COLLEGE FOOTBALL DAILY REPORT : AROUND THE NATION : Henning Denies Report That He’s Going to NFL
Boston College Coach Dan Henning strongly downplayed reports that he might become offensive coordinator of the New England Patriots.
While not issuing an outright denial, Henning said Tuesday he hasn’t had discussions with personnel in the NFL or elsewhere that would lead people to believe he won’t keep his job.
Boston College had a 4-8 record this season and is 11-12-1 in two years under Henning. Ray Perkins, the Patriots’ offensive coordinator, has been criticized in the media, although Coach Bill Parcells has said he takes responsibility for the team’s offensive problems.
Henning has three years left on his Boston College contract at a reported $150,000 a year. He and Parcells, who were on the Florida State staff in 1970, remain friends.
Henning, a former head coach of the San Diego Chargers, was fired during the 1993 season as offensive coordinator of the Detroit Lions.
ESPN reported Nov. 21 that Parcells probably would name a replacement for Perkins next season. The report also said “don’t be surprised” if Parcells tried to hire Henning “to help the offense.”
ABC broadcast a similar report, citing NFL sources.
After the 41-38 victory over Rutgers, Henning said in response to questions about the reports, “I’m the head coach at Boston College.”
On Tuesday, he said, “I am the football coach at Boston College and that should say it all.”
Stanford’s Tyrone Willingham, who led the Cardinal to a 7-3-1 record in his first season, was named Pacific-10 Conference coach of the year.
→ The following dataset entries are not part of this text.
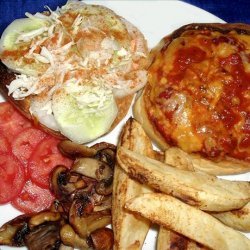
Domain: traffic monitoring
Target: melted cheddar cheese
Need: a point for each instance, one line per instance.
(198, 96)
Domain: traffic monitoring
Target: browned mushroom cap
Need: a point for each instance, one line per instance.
(103, 145)
(43, 217)
(13, 232)
(64, 182)
(101, 239)
(74, 150)
(86, 224)
(70, 238)
(105, 187)
(107, 155)
(44, 236)
(92, 168)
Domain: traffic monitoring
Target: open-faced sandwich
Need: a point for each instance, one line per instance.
(197, 99)
(73, 70)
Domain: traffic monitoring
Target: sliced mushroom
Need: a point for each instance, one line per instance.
(103, 145)
(105, 204)
(13, 232)
(69, 237)
(92, 168)
(64, 183)
(101, 239)
(84, 225)
(43, 217)
(105, 187)
(45, 236)
(107, 155)
(74, 150)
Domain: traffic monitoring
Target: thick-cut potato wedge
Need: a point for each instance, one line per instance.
(189, 221)
(178, 158)
(170, 240)
(129, 230)
(238, 219)
(202, 190)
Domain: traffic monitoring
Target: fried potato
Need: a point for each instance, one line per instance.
(129, 230)
(238, 219)
(169, 240)
(187, 220)
(178, 158)
(204, 191)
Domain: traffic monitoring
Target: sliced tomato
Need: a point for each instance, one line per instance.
(33, 198)
(45, 157)
(25, 142)
(11, 121)
(4, 145)
(12, 177)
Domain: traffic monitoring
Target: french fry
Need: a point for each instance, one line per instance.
(129, 230)
(238, 219)
(187, 220)
(199, 189)
(169, 240)
(178, 158)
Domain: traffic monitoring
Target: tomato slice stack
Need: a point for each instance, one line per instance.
(27, 156)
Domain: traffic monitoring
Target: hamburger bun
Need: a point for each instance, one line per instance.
(73, 71)
(197, 100)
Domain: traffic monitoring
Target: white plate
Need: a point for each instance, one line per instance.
(155, 19)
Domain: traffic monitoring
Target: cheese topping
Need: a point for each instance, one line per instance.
(198, 93)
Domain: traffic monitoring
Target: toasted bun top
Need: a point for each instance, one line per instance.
(197, 95)
(81, 58)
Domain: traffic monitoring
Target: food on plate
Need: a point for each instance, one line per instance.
(43, 159)
(27, 155)
(176, 157)
(168, 240)
(12, 177)
(11, 121)
(74, 70)
(187, 220)
(33, 198)
(199, 189)
(80, 211)
(129, 231)
(238, 219)
(197, 95)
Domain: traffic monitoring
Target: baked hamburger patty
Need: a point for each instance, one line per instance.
(198, 93)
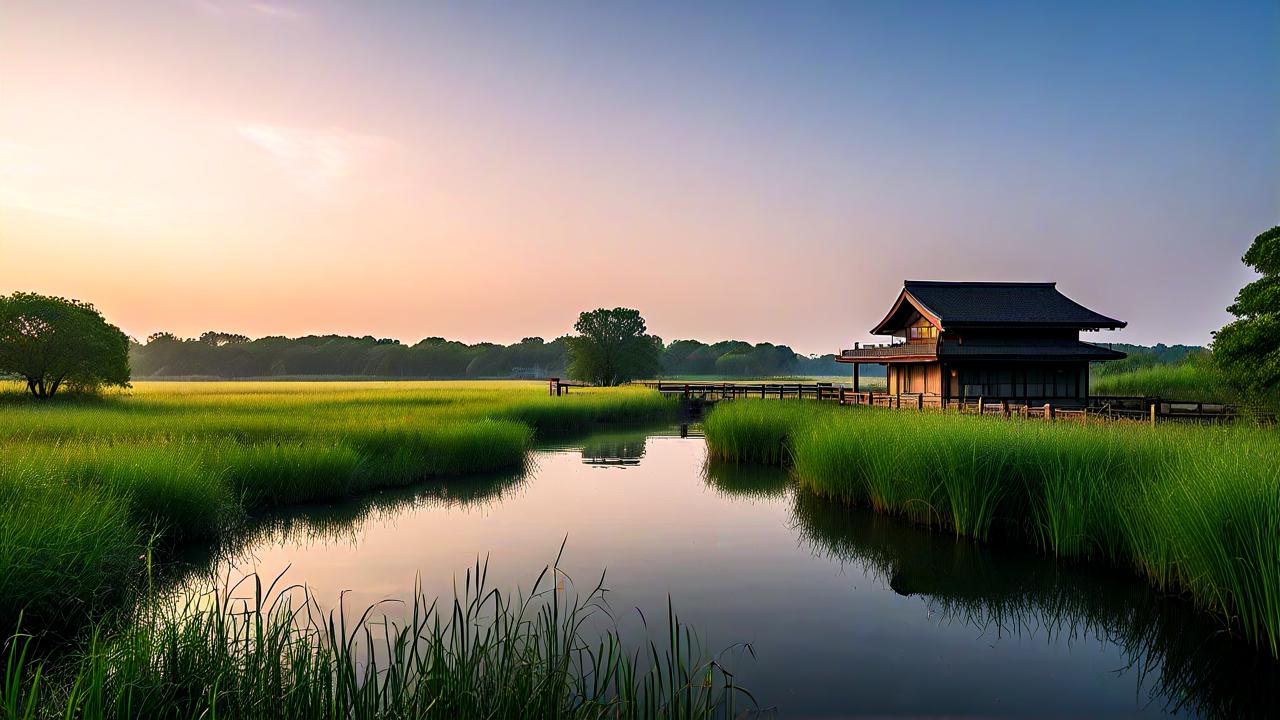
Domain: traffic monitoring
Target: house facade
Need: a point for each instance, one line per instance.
(963, 341)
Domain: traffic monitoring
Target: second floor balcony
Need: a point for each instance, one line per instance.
(923, 349)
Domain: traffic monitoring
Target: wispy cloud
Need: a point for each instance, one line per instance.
(318, 158)
(273, 10)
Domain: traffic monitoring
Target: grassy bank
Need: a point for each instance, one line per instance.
(1196, 382)
(277, 654)
(86, 486)
(1194, 510)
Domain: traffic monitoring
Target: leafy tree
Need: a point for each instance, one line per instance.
(612, 347)
(1248, 349)
(218, 340)
(53, 342)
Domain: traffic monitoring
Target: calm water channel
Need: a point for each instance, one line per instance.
(849, 614)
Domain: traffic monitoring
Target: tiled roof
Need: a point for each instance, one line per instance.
(1028, 349)
(984, 304)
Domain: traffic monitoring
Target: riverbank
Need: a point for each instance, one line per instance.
(88, 487)
(1193, 510)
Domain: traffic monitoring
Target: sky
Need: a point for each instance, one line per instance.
(762, 172)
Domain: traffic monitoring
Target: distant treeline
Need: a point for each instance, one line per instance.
(1142, 356)
(229, 355)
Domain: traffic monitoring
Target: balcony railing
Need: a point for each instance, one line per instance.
(912, 349)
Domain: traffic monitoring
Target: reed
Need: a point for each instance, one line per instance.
(188, 461)
(278, 654)
(1196, 510)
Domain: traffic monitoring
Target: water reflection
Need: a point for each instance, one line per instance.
(615, 449)
(1185, 660)
(746, 482)
(849, 613)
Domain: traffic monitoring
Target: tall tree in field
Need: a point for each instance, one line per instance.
(1248, 349)
(53, 342)
(612, 347)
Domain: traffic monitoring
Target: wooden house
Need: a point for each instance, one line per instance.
(963, 341)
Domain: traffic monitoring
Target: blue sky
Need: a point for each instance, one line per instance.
(440, 162)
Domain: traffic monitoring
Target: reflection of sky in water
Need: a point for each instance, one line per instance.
(848, 613)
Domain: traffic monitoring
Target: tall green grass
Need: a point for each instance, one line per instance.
(1194, 382)
(278, 654)
(88, 483)
(1196, 510)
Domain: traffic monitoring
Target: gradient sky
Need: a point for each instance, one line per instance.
(750, 171)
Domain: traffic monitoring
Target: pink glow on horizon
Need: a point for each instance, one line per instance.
(288, 168)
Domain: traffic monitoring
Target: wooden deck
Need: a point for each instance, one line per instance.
(1109, 408)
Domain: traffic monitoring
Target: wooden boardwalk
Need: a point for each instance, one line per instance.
(1114, 408)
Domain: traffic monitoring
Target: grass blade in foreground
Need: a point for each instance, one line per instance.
(277, 654)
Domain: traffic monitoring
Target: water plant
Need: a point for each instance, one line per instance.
(87, 483)
(277, 652)
(1196, 510)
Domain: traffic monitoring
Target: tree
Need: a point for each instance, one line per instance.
(1248, 349)
(612, 347)
(53, 342)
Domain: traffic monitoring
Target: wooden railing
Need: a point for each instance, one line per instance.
(1114, 408)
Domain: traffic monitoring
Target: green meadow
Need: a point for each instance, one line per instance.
(1194, 510)
(88, 486)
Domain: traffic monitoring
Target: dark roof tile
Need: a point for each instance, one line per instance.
(959, 304)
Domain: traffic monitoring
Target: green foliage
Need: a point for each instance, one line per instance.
(612, 347)
(1248, 349)
(279, 655)
(1192, 509)
(53, 342)
(1196, 379)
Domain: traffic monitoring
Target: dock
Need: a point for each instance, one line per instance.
(1112, 408)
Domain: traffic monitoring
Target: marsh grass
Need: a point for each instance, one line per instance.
(187, 461)
(278, 654)
(1193, 509)
(1196, 382)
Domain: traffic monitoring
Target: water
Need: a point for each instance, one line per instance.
(848, 613)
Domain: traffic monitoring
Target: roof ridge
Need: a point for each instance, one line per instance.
(987, 283)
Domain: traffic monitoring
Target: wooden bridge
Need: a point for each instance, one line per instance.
(1133, 408)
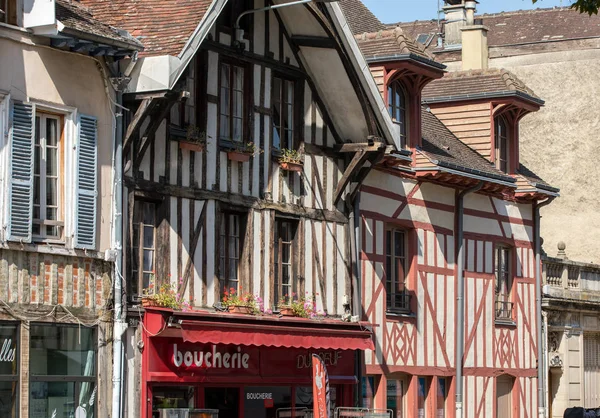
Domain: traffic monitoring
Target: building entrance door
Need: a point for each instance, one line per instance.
(226, 400)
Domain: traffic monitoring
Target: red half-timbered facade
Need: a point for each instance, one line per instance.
(464, 193)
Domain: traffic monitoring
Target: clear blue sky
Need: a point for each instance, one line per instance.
(392, 11)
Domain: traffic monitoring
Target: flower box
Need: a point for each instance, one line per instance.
(192, 146)
(286, 311)
(240, 309)
(290, 166)
(239, 156)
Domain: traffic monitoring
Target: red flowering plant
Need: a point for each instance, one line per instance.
(232, 298)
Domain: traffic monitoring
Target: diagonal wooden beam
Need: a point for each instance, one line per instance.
(137, 121)
(148, 136)
(357, 162)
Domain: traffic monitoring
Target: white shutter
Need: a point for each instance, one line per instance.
(20, 186)
(86, 183)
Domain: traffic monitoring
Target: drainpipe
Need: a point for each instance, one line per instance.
(460, 305)
(538, 307)
(356, 293)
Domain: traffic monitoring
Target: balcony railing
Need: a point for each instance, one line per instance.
(503, 309)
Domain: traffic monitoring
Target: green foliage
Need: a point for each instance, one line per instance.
(584, 6)
(290, 156)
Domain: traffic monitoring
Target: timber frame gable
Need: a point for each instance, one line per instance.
(195, 193)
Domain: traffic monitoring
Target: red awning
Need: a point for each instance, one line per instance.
(325, 336)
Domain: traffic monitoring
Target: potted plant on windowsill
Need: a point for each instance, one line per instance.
(241, 304)
(290, 160)
(243, 152)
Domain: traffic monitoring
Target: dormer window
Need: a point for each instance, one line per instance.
(397, 101)
(502, 139)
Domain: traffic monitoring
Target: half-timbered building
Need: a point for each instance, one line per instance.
(224, 98)
(57, 144)
(448, 242)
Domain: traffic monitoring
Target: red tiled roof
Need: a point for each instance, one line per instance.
(473, 82)
(79, 19)
(163, 26)
(389, 42)
(359, 17)
(523, 26)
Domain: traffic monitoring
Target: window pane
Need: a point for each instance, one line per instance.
(62, 351)
(8, 399)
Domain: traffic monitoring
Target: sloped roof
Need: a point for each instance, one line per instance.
(359, 17)
(473, 84)
(444, 149)
(522, 26)
(389, 43)
(79, 20)
(163, 26)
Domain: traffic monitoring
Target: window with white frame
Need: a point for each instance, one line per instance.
(503, 283)
(397, 297)
(47, 188)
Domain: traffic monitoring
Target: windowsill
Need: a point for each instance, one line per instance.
(505, 323)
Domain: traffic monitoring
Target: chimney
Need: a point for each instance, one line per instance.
(474, 47)
(458, 14)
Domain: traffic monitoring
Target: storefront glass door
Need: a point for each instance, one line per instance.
(225, 400)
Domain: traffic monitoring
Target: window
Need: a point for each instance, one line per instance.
(502, 138)
(47, 188)
(442, 395)
(229, 252)
(283, 113)
(9, 370)
(8, 11)
(283, 255)
(503, 283)
(422, 393)
(395, 397)
(62, 366)
(397, 99)
(231, 109)
(144, 244)
(397, 297)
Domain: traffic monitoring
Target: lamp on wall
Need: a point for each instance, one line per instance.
(239, 32)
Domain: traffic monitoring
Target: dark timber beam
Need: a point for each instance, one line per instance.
(314, 41)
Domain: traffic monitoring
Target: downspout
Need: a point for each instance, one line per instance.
(538, 307)
(460, 305)
(356, 290)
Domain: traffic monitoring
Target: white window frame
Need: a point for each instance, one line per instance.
(69, 130)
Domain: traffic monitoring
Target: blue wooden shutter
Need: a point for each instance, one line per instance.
(87, 174)
(20, 215)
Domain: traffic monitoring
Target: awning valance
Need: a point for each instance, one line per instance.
(324, 336)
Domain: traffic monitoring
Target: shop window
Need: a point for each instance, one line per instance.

Willingham, who replaced Super Bowl-winning Coach Bill Walsh, inherited a team that was 3-7-1 in 1994.
Hawaii fired Coach Bob Wagner and all nine of his assistants. Wagner led the Rainbow Warriors to a 4-7 record this season, 2-6 in the Western Athletic Conference. During his nine seasons as coach, the team compiled a 58-48-3 overall record with a 31-40-1 mark in the WAC.
Two former Houston assistant football coaches claim they were unjustly fired two days after the Cougars’ dismal 1993 finish, according to a lawsuit against the school and Coach Kim Helton.
The wrongful termination lawsuit accuses the university, Helton and other officials of breach of contract, violation of civil rights, conspiracy and other civil liability.
Ron Shanklin and Melvin Robertson contend they were fired without cause in violation of university policy and state and federal law. They are seeking unspecified damages based on lost income and mental anguish.